Opinion

Look, Ma, I’m a (digital) prophet

Labor Day seems like the moment to celebrate America’s astonishing diversity of employment opportunities.

For as long as I can remember, Vanity Fair magazine has employed a “celebrity wrangler” to round up A-listers for their famous bicoastal bacchanals. (“Whoa, Brad Pitt! Get your limo back in line!”) This vestigial job title is now as revered for its honorific gravitas as “sandwich artist” at the Subway sandwich franchise.

Silicon Valley has always featured ridiculous job descriptions, e.g., “innovation sherpa,” “technology evangelist,” “branding czar,” and (insert mundane activity here) “jedi,” “warrior,” or “ninja.” Those are usually clipboard-carrying drones, or underpaid worker ants in an over-hyped startup.

HubSpot, the online marketing company that Dan Lyons cruelly lampooned in his bestseller “Disrupted: My Misadventure in the Start-Up Bubble,” bragged about its “director of brand & buzz” in a 2014 blog post. The director has since been promoted to VP of Marketing (Brand & Buzz). Onward!

America Online, which apparently still exists, employs a high-profile “digital prophet” named David Shing. The Valleywag website inevitably mocked Shing’s job description, “which means he’s gloating about the fact that he has a make-believe job at AOL, unlike most tech charlatans, who try to conceal it.”

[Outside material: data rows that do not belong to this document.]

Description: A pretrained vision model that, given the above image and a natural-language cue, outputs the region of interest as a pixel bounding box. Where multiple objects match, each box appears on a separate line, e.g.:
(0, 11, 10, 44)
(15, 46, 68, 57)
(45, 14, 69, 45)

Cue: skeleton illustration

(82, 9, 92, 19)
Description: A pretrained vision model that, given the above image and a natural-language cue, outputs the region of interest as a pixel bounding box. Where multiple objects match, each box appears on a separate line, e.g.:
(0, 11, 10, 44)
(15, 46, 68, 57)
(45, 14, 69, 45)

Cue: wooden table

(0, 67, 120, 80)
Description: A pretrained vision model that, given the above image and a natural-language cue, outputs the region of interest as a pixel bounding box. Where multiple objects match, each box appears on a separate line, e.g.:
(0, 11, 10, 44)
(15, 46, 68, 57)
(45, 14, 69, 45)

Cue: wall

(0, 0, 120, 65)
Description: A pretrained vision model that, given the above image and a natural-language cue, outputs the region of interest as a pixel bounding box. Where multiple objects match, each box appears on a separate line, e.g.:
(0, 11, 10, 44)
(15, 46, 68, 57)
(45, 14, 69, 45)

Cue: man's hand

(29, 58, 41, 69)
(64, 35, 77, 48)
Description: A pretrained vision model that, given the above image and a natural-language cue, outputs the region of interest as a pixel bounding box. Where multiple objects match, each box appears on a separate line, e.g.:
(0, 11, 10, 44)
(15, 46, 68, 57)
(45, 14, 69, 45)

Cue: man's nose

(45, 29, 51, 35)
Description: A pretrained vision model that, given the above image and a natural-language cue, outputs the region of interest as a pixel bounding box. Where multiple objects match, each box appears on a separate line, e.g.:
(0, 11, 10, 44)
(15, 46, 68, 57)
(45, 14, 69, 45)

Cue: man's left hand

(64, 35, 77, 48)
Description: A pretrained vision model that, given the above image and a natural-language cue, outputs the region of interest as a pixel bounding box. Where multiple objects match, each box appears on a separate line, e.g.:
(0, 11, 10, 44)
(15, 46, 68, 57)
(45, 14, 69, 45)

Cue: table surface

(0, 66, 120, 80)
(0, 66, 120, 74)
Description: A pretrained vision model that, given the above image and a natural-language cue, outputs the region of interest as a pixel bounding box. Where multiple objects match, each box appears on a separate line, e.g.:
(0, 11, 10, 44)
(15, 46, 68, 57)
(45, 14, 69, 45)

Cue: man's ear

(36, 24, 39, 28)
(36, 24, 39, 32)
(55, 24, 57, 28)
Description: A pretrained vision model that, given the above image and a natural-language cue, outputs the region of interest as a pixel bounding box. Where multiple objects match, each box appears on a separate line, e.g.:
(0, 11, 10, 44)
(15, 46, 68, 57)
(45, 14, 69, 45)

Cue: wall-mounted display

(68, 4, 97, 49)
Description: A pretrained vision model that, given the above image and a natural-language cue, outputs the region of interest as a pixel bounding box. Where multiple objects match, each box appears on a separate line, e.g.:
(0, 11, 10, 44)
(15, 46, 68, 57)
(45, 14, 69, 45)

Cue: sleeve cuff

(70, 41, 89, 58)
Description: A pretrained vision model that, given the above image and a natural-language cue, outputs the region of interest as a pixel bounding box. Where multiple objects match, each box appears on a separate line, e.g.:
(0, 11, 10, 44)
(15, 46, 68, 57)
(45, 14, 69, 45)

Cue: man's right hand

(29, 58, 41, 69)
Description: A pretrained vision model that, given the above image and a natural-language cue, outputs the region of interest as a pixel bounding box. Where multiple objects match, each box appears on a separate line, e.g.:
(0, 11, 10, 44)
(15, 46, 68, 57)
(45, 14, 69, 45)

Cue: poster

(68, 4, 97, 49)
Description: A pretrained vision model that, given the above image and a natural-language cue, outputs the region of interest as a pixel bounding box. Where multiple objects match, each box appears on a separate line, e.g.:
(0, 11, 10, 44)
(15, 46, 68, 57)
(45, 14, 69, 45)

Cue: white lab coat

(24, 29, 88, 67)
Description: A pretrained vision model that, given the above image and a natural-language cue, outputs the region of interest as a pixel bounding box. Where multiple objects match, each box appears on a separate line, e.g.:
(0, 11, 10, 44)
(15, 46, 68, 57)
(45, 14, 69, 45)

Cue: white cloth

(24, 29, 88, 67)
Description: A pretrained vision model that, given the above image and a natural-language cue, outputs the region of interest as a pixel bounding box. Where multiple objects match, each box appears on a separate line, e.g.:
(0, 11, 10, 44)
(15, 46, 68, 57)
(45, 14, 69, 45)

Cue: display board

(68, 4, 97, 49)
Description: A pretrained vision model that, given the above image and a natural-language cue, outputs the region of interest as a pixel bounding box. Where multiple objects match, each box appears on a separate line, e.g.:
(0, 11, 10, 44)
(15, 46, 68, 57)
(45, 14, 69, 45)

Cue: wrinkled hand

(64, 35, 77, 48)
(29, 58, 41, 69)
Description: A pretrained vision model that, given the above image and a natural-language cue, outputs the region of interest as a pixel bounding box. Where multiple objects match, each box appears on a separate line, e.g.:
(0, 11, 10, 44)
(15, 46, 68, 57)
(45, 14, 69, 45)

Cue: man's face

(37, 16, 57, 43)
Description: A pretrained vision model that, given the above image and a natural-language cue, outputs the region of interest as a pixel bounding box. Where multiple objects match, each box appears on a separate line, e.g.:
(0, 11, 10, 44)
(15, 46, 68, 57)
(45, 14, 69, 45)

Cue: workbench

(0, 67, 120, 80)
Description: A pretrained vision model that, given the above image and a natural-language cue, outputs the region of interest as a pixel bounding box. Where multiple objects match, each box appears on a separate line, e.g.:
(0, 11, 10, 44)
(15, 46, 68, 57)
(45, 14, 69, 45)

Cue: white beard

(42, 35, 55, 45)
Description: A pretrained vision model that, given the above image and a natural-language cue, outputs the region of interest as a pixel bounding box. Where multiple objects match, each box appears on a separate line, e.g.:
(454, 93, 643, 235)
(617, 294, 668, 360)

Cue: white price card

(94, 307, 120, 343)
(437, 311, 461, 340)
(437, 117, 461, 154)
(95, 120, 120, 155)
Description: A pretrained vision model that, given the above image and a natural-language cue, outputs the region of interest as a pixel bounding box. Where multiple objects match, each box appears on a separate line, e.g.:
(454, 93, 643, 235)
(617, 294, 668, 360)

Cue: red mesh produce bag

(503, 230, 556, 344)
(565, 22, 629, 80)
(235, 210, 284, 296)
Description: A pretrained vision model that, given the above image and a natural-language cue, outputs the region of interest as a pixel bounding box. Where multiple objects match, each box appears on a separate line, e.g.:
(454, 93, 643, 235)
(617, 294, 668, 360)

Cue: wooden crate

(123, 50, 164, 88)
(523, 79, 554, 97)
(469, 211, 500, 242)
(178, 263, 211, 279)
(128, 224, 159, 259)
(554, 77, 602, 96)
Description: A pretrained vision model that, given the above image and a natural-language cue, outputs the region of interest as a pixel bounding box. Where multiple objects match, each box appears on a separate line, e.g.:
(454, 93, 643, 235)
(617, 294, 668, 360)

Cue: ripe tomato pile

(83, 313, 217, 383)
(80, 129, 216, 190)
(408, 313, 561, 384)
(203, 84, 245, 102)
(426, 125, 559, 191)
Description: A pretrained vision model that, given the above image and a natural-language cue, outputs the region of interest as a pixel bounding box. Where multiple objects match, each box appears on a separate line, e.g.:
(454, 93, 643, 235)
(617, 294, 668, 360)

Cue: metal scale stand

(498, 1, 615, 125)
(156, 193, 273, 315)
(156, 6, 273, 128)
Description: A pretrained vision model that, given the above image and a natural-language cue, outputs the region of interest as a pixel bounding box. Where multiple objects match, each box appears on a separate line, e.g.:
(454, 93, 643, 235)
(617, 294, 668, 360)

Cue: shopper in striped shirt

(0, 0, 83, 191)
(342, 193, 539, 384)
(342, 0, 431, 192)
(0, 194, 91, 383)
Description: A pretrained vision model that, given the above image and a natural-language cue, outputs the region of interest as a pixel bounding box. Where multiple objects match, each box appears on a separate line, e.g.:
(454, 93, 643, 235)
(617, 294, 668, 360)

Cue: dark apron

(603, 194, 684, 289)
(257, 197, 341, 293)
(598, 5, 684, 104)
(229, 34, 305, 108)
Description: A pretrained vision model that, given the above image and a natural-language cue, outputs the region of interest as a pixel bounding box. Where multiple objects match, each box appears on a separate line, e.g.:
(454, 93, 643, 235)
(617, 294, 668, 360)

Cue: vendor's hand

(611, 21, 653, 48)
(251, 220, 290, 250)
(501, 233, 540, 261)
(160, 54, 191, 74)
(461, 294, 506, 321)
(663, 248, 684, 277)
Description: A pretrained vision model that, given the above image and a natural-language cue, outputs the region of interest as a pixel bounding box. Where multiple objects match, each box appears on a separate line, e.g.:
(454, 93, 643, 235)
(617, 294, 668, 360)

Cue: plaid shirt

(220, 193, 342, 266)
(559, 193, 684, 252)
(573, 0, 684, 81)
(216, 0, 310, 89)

There is a company called Delivering Happiness, and it of course has a chief happiness officer, Jenn Lim. It’s easy to find videos of her online, pontificating about happiness in dour, stentorian tones. My stand on happiness is widely known; I’m against it. Ms. Lim is more than welcome to deliver her little sachets of happiness fairy dust wherever she likes. Just not in my backyard.

Here is a classic job title: “topless retail strategist.” In 2014, the MailOnline website reported on a 22-year-old woman named Maks who posed shirtless in American Apparel’s “Made in Bangladesh” advertising campaign.

“The Los Angeles-based retail strategist, who decided to ‘distance' herself from Islam in high school,” according to the Mail, “says that she saw the campaign as an opportunity to show how all women should feel strong and powerful no matter what their background or what they were taught they had to be.”

Most people don’t know what a “physiatrist” does, and I am here to tell you: not a whole heck of a lot. They are doctors who practice in a field that used to be called Physical Medicine and Rehabilitation. I spent the first 15 minutes of my appointment trying to pronounce that job title, and my year’s worth of treatment spiraled downhill from there.

The Metropolitan Opera employs “wig runners” (of course) and a friend of mine calls himself a “well-being innovator,” which sounds like good work if you can get it. But not as good as “chick sexer,” a job that, alas, is nothing like it sounds. The job of determining young chickens’ gender is difficult and unpopular, it was recently explained, because no one “wants to stare at the back side of a chick.”

What about me? Superannuated word monkey? Faux-journalism parasite? Opinion ninja? They all fit. Czars, evangelists, jedi warriors, and sandwich artists of the world: Enjoy your day off! You’ve earned it.